RPN really excels when chaining calculations, and in fact promotes thinking like this instead of setting up formal expressions to be evaluated left to right. For example, you want to drive a small LED at 2mA, so you have a simple BJT: 12V supply, a resistor, the LED, and a BJT - and you just want a ballpark figure for Ib so you can size a resistor for it to interface to a 3.3V CMOS output.
So you start with the supply voltage 12V.
Subtract Vce(sat) for the transistor, say 0.25V.
Subtract Vf for the LED. Now you're left with the voltage over R.
Hmm, maybe we should also check the power dissipation of R?
So DUP it on the stack.
Divide the voltage on the stack by R, now we have Ic.

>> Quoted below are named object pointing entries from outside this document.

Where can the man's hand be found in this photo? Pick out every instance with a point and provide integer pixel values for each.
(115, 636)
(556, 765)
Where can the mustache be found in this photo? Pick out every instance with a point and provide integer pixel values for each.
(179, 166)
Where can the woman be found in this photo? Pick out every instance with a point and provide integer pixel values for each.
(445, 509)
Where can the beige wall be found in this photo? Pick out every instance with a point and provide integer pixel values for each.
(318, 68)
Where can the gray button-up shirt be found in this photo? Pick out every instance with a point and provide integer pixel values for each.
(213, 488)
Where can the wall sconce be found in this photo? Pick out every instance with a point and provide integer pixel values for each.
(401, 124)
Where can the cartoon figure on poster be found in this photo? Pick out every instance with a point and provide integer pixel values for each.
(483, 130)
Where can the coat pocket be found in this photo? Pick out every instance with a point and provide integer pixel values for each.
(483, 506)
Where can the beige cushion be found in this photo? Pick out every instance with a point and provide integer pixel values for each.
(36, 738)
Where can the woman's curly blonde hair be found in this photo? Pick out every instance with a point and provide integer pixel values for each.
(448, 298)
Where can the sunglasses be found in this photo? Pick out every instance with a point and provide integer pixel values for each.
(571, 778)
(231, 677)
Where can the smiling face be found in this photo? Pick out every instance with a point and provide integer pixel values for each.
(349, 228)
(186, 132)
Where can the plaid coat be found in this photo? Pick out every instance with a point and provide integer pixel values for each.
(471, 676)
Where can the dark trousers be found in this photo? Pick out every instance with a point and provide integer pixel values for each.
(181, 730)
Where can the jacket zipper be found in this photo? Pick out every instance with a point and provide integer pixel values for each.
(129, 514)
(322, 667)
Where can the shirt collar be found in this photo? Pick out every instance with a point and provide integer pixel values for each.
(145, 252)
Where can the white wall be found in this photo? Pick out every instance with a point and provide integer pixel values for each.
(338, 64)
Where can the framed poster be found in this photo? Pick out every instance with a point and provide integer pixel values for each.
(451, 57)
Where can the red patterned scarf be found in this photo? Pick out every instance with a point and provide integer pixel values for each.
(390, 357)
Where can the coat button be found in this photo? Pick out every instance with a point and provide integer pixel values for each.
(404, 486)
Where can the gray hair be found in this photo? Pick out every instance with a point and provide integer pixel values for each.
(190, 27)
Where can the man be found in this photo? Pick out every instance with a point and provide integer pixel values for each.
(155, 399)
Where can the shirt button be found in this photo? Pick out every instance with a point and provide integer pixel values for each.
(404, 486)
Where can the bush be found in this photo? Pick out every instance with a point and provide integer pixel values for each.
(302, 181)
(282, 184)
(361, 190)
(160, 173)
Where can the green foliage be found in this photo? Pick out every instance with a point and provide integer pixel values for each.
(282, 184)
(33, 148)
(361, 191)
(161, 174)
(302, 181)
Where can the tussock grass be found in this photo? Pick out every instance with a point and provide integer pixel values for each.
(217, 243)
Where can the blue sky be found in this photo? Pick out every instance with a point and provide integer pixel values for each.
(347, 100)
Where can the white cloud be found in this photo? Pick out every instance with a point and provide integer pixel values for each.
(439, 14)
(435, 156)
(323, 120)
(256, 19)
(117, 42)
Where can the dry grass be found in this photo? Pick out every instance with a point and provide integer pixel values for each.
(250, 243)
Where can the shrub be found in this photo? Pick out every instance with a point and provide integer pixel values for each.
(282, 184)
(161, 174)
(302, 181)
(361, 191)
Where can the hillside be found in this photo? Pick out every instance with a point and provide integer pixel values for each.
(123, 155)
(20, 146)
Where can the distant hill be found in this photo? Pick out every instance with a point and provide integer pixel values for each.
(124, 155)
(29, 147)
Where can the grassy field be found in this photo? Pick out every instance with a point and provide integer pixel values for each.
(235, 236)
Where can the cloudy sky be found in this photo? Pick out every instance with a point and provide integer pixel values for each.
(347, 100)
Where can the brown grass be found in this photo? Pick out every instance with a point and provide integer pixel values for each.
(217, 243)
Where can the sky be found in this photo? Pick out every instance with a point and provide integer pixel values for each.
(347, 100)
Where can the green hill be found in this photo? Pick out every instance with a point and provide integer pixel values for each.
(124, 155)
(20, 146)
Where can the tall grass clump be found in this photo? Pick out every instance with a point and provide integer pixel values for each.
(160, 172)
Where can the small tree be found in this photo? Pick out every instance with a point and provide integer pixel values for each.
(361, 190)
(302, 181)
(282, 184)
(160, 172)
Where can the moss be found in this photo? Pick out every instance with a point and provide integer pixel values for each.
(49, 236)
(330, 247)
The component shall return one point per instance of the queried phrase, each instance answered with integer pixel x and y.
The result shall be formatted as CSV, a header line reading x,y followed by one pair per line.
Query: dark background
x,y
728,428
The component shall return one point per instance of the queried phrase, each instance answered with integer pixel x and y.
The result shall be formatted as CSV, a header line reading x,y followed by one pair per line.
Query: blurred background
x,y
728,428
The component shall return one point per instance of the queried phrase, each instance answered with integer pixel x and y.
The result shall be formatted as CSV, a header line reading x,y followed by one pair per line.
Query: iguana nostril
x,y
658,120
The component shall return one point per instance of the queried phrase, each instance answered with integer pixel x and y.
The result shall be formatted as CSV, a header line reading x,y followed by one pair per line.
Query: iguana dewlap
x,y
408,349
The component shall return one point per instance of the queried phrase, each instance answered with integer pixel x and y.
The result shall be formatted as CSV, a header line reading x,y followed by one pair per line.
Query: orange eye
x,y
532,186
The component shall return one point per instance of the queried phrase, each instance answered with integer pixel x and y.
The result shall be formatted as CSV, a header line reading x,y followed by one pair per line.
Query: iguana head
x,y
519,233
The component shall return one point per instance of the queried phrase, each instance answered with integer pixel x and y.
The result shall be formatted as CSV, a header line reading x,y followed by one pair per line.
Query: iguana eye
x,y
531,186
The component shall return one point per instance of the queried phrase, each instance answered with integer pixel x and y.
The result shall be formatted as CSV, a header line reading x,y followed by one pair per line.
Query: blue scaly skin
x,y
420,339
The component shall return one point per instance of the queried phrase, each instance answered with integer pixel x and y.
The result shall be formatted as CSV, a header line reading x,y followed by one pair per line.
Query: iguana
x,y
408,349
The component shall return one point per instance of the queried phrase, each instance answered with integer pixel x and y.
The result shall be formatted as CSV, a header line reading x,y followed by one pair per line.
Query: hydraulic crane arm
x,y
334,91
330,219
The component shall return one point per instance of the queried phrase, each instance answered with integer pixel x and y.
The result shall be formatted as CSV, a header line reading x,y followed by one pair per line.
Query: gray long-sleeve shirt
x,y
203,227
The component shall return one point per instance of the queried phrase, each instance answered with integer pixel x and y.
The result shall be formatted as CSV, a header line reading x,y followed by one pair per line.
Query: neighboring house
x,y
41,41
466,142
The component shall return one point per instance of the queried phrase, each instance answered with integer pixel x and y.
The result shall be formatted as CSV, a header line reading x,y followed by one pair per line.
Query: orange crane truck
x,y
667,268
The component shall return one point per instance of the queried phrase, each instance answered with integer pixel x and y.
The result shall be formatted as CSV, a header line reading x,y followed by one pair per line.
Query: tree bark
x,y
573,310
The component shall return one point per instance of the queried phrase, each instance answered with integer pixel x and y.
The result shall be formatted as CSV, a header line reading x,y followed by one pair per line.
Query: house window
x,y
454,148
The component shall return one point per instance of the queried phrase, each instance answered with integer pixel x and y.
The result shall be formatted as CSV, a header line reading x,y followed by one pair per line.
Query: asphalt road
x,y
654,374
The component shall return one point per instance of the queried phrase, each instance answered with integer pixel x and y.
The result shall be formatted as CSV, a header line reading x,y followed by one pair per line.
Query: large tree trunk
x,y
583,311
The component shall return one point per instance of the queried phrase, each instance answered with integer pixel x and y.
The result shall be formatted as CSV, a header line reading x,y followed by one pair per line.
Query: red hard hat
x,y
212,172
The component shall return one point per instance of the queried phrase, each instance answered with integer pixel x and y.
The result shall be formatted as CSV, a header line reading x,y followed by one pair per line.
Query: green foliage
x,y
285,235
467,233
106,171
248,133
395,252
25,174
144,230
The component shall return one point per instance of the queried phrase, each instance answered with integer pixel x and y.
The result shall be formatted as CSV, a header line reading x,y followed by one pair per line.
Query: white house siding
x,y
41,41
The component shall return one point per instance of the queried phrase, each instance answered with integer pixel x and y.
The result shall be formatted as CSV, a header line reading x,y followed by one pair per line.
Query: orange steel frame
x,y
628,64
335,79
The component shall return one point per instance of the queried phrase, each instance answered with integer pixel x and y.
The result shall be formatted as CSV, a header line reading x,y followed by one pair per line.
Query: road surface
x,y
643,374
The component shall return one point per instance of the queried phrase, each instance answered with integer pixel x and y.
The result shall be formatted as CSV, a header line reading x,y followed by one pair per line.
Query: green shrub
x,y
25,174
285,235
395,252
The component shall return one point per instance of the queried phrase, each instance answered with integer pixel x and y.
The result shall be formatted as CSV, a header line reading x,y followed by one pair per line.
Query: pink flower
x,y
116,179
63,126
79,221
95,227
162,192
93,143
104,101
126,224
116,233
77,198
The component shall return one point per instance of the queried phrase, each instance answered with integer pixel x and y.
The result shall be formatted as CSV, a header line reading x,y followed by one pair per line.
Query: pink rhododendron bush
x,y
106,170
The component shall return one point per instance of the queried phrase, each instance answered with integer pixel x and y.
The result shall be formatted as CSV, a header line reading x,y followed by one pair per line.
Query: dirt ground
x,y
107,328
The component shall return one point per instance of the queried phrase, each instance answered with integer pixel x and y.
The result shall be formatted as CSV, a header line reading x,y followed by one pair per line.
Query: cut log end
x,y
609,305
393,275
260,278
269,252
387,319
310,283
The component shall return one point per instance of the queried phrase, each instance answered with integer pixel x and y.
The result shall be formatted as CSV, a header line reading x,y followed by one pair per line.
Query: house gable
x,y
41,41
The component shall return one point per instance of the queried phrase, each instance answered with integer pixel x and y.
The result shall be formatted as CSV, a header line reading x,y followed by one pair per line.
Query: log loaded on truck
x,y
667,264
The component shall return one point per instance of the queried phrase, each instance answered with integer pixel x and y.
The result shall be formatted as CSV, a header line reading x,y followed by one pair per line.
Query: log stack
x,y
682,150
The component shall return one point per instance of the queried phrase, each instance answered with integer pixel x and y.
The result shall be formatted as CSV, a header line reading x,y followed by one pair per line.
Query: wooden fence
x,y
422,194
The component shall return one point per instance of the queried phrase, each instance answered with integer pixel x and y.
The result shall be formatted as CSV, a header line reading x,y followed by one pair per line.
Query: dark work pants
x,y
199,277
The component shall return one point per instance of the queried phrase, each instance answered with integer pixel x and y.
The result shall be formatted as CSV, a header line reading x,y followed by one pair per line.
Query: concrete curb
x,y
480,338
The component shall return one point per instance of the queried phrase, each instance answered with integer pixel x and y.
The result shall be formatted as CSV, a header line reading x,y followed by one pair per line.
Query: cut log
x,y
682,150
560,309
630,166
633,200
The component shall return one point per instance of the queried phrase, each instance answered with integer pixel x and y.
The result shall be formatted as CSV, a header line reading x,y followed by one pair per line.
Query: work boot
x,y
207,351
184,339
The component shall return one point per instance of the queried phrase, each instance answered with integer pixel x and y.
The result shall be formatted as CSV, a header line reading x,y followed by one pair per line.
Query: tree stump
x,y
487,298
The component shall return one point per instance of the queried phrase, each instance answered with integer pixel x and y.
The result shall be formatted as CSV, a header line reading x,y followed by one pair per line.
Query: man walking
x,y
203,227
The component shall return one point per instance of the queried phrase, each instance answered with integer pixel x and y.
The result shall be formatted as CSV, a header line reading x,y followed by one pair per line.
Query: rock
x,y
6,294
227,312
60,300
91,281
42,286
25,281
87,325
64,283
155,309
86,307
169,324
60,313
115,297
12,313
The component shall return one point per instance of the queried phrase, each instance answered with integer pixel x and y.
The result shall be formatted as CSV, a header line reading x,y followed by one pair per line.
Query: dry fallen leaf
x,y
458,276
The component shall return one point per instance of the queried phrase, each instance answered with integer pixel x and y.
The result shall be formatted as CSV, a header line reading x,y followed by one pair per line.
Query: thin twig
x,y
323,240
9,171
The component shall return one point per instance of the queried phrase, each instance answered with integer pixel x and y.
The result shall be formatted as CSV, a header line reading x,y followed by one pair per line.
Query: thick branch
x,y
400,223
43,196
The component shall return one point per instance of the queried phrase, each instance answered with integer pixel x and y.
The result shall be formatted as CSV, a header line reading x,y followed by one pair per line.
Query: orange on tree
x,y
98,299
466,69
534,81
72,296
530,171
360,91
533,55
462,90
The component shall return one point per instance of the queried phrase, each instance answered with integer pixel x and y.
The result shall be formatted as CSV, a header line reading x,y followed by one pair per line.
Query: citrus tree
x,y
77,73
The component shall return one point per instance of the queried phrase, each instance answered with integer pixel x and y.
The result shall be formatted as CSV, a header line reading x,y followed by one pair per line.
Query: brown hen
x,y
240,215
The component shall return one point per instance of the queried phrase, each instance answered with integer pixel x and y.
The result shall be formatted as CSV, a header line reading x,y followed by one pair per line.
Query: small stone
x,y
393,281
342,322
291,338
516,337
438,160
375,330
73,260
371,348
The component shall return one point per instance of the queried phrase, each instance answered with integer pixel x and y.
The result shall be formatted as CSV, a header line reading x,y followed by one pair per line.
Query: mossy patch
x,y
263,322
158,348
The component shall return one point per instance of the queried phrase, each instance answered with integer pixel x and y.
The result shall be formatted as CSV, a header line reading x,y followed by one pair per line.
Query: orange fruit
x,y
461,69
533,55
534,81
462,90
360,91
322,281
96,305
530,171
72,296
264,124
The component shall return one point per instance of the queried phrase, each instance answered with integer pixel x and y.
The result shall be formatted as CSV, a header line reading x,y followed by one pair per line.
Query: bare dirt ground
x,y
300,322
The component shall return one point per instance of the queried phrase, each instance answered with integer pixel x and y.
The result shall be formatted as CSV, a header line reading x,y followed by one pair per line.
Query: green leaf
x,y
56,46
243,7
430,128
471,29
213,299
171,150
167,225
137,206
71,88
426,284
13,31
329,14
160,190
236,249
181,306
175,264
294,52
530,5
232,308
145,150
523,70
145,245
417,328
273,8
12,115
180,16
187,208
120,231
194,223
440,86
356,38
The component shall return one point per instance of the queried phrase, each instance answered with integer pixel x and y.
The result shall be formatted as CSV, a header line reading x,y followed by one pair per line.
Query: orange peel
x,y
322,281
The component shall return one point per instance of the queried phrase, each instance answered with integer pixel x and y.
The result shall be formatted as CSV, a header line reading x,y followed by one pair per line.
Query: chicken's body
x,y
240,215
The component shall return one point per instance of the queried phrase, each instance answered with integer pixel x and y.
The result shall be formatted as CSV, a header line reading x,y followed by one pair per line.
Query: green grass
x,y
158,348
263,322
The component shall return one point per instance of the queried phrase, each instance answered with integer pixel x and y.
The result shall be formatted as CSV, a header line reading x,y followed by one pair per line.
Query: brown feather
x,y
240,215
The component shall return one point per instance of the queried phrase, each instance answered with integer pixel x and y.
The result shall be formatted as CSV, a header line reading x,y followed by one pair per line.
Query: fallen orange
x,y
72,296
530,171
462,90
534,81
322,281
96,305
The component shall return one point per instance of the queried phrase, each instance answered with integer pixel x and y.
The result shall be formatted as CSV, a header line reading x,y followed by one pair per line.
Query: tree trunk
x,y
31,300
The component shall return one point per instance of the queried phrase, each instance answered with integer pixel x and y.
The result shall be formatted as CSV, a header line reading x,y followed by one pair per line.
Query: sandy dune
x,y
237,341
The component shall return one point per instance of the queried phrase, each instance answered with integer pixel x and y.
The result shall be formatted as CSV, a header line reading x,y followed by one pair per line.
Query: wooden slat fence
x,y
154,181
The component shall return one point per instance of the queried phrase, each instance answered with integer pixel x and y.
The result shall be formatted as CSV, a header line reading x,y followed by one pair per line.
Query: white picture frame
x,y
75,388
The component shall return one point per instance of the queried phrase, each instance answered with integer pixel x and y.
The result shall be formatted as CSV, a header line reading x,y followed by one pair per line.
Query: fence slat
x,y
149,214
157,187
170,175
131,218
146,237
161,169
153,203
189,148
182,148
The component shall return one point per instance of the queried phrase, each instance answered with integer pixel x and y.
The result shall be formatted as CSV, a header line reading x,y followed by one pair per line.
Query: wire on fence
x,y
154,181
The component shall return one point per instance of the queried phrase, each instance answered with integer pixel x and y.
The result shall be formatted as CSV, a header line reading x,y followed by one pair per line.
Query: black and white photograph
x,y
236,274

Calculate the power dissipation: dup, over, *, swap; now we have it in Y and Ic in X
Approximate Ie = Ic, and divide by min current gain for the BJT
Now we need the base resistor voltage: 3.3V, subtract 0.65 for Vbe
Divide this by the current in Y: swap, divide
Now we have the base resistor resistance in X, and the current limiting resistor dissipation in Y
As a result of doing this, you will have implicitly sanity checked every single step of the way.
No pen and paper needed to sit and write up expressions to type in on the calculator. In addition to the transcription stage you only get very limited partial results out of algebraic calculators.